Cuando estuve desplazado en Motril como corresponsal veraniego oí mucho hablar de El Maganto, un tipo tímido para el trabajo y el aseo. A decir por Paco Pérez, el cronista motrileño por entonces, la filosofía de este personaje tan típico en la ciudad consistía en "trabajar poco, dormir mucho y beber siempre". Al parece siempre se tumbaba en un banco de las Explanadas después de una jumera. Dicen que estando en posición horizontal durmiendo la mona, en un instante que abrió los ojos vio que en el banco de enfrente alguien se había dejado una moneda de cinco duros.

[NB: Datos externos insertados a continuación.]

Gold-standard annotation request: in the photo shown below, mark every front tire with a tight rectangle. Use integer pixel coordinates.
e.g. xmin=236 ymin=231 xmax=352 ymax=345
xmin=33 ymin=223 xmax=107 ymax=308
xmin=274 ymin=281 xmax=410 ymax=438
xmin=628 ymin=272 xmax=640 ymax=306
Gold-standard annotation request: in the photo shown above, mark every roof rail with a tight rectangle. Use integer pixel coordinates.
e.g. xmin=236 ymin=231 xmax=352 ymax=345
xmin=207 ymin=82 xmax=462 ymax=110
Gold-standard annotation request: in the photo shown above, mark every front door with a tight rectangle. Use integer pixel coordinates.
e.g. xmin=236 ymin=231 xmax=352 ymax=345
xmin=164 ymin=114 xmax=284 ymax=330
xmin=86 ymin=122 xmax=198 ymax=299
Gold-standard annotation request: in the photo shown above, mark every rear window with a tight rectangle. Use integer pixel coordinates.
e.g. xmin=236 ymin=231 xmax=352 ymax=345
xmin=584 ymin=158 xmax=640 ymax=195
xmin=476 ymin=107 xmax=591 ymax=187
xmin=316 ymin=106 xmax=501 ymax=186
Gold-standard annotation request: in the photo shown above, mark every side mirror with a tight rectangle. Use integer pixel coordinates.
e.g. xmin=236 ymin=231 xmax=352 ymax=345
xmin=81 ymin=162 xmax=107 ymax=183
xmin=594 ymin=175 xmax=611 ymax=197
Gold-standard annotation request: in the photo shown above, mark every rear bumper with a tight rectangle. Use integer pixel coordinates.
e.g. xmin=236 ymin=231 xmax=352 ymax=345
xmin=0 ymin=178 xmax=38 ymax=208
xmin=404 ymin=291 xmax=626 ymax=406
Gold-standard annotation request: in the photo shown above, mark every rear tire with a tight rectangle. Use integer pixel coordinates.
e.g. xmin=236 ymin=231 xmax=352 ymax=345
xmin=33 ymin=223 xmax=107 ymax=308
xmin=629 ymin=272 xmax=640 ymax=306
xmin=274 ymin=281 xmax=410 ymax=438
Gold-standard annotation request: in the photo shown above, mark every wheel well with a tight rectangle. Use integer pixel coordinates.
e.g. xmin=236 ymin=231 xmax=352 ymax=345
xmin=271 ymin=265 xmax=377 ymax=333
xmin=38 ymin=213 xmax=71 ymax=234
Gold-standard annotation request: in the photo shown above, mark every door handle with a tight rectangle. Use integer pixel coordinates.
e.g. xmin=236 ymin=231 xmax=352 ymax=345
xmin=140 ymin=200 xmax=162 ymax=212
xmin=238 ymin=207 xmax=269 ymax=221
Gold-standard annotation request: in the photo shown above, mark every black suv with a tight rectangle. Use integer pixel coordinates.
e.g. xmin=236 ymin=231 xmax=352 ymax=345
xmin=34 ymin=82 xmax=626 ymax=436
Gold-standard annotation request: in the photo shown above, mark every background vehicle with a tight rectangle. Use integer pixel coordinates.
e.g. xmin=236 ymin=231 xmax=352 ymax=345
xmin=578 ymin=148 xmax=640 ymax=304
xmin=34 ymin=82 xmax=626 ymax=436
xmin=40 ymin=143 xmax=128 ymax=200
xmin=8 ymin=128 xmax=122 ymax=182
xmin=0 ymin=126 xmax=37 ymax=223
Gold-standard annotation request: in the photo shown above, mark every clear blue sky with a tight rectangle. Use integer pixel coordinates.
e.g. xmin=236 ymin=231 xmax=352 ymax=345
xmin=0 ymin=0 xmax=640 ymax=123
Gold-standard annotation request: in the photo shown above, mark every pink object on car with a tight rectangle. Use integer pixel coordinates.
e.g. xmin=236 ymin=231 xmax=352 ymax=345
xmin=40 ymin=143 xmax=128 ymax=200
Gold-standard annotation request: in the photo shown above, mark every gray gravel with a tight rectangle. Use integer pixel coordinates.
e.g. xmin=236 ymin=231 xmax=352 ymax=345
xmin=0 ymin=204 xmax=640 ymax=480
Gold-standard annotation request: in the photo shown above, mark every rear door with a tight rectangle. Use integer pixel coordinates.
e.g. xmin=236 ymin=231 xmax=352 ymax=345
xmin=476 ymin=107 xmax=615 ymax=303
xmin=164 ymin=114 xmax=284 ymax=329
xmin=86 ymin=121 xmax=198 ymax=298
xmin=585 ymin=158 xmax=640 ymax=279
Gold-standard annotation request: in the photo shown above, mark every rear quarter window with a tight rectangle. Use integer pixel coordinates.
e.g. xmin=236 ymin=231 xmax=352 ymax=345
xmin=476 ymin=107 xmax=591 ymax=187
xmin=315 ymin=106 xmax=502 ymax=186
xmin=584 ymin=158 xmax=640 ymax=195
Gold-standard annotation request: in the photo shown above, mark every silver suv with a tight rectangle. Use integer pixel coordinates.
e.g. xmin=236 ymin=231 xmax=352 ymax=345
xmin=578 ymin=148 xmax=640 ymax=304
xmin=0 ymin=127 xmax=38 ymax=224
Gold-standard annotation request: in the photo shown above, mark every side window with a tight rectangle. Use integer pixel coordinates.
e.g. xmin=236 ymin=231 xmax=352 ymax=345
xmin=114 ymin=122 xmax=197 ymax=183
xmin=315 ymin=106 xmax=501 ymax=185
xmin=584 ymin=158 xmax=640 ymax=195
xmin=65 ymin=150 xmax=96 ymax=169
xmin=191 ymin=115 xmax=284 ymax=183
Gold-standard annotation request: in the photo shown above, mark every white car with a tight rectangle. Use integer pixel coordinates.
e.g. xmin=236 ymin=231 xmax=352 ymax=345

El Maganto miró la moneda y exclamó:

–¡Qué suerte va a tener el que se siente en ese banco!

Y, cambiando de postura, siguió durmiendo.

De Motril era también Caenas, un personaje de gracias natural y salud precaria que un día se paró en un chiringuito a tomarse un 'culillo' –lo que hoy es un corto– con un amigo cuando éste llamó al camarero para quejarse de que en su vaso había caído una mosca.

–¿Y qué esperabas? –intervino Caenas– ¿Qué por un real te cayera un pavo?

Otro famoso borrachín motrileño era El Correíllo, así apodado porque se ganaba la vida haciendo recados y portando bultos y paquetes. Su estado natural era la embriaguez, aunque tenía su gracia. Una mañana, al verlo una vecina que iba ahíto de aguardiente a las once de la mañana, le dijo en plan reproche:

–¡Otra borrachera, Correíllo!

–No, señora –contestó éste–. Es la misma de ayer.

Un día que hice un reportaje sobre las anécdotas que les habían pasado a los taxistas, uno de ellos, Manolo, me contó que cada año venía a pasar una temporadita en Granada un conde muy rico que vivía en Málaga. Se alojaba en el Alhambra Palace y todas las noches llamaba a Manolo para que lo llevara de parranda a las tabernas y garitos nocturnos. Manolo me contaba que aquel hombre pillaba unas tajadas enormes. Su trabajo consistía en esperarlo en una taberna y llevarlo a la siguiente. Así hasta que a las tantas de la madrugada lo dejaba en el hotel. Manolo me contaba como a veces al ricachón experto en cogorzas y pítimas, le daba por pedirle que lo bajara a la Costa porque quería mojar los pies en el agua del mar. Manolo lo hizo la primera vez, pero a la segunda se dio cuenta de que su cliente no se daba cuenta de nada y a partir de entonces lo llevaba a la acequia gorda a su paso por el Realejo, lo descalzaba y le metía los pies en el agua. El borrachín se creía que estaba en Almuñécar y así Manolo se ahorraba tener que viajar de noche a la Costa. Luego, en la factura ponía las veces que lo había llevado al mar para que el cliente no sospechara.

–Un chollo. Aquello era un chollo –me decía Manolo.

Una encuesta mundial reciente coloca al Reino Unido como el país cuyos ciudadanos más veces se emborrachan a lo largo de un año. Le siguen Canadá, Estados Unidos y Australia. España ocupa el puesto 14 y la encuesta dice que ha subido mucho el consumo de alcohol en la generación más joven. De todas maneras, los borrachos de ahora carecen de la épica de los borrachos de antes. Hasta en eso hemos cambiado.